Lazy Sort Issue

Chessnut1071 · Post by **Chessnut1071** » Wed Mar 09, 2022 6:10 am

after reading a recent topic on lazy sorts, I tried to substitute a lazy sort for my bitboard evaluation which uses a basic quicksort. I found absolutely no improvement in time or reductions in engine calls for my tests up to 10 ply. In fact, 40% of the games evaluated even slower times to solution. I'm using minimum moves to checkmate with known one-solution puzzles. Anybody else have any success with lazy sorts, because it doesn't seem to do much for me.

hgm · Post by **hgm** » Wed Mar 09, 2022 8:56 am

Whether lazy sort is helpful depends on the reliability of the criterion you sort by. Lazy sort is not a very efficient method of sorting in itself; it is in fact one of the slowest. So if you would assign random sort keys to the moves, which in no way correlate with the probability the move is any good, it would definitely lose compared to quick-sort.
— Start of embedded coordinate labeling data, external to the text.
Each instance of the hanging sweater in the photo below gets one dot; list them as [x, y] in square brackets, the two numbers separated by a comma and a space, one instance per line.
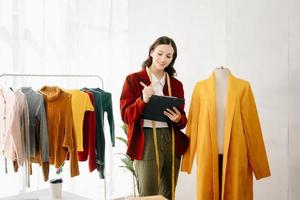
[89, 137]
[10, 136]
[103, 103]
[39, 144]
[24, 128]
[80, 104]
[60, 128]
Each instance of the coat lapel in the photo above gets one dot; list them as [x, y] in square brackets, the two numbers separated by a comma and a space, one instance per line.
[213, 130]
[230, 105]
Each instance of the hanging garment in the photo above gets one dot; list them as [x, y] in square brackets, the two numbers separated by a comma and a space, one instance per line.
[25, 137]
[103, 103]
[89, 137]
[244, 151]
[10, 126]
[80, 104]
[38, 130]
[62, 139]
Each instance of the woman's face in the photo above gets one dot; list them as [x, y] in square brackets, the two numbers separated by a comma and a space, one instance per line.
[162, 56]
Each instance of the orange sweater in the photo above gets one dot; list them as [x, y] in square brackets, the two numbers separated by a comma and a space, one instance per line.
[60, 128]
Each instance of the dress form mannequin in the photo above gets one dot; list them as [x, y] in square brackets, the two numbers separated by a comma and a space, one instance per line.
[221, 75]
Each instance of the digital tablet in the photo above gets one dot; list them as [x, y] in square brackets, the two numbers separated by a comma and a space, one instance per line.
[156, 106]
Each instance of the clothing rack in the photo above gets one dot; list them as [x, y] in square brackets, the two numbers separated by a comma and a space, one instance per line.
[64, 76]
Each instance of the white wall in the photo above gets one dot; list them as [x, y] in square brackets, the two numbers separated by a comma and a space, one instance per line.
[259, 41]
[294, 100]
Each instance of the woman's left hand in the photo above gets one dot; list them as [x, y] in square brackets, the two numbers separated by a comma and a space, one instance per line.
[174, 115]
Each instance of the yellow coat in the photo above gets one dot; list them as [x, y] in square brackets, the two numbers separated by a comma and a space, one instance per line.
[244, 151]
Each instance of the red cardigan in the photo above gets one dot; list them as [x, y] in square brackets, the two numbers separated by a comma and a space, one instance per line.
[132, 105]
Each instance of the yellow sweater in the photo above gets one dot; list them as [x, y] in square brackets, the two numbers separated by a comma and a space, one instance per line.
[80, 103]
[60, 128]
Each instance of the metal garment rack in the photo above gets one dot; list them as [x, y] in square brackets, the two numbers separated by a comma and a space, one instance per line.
[62, 76]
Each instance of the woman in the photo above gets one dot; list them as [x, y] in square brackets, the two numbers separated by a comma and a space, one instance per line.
[150, 142]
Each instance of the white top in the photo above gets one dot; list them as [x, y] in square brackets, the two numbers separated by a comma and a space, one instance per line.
[158, 86]
[221, 75]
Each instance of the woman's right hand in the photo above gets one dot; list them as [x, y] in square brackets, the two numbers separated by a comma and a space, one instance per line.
[147, 92]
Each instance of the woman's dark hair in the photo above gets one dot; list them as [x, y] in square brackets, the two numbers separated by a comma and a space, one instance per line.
[159, 41]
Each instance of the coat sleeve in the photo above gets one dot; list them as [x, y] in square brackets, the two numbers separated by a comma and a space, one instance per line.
[192, 132]
[131, 105]
[182, 123]
[255, 144]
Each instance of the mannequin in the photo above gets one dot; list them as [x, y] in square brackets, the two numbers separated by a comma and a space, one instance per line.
[221, 75]
[232, 130]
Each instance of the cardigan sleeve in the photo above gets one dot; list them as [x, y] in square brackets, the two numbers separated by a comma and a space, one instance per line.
[70, 141]
[254, 139]
[131, 105]
[192, 132]
[44, 142]
[183, 121]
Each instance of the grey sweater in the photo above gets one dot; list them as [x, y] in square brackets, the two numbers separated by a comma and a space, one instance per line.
[37, 124]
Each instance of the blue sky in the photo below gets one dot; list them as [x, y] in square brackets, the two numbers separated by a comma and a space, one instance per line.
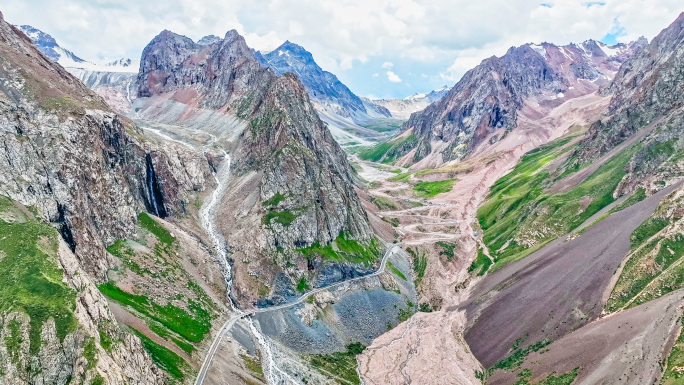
[379, 48]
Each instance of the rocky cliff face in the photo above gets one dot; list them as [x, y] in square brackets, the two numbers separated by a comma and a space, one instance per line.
[489, 97]
[84, 173]
[647, 88]
[291, 186]
[324, 89]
So perhaps the explanation for your observation is that you sort the moves in a way that is not helpful. Your test involves a task that is different from playing games. And the conventional move ordering (i.e. captures first, ordered by decreasing victim value) was developed for good performance in game play, and thus might not be a good move order for mate puzzles at all. E.g. proximity to the King might be a better criterion to order the moves than the conventional piece values.

JohnWoe · Post by **JohnWoe** » Wed Mar 09, 2022 10:36 am

First of all LazySort and QuickSort/Whatever should return the same bench. Otherwise we are comparing apples to orangutans.
Because you are not searching the same tree.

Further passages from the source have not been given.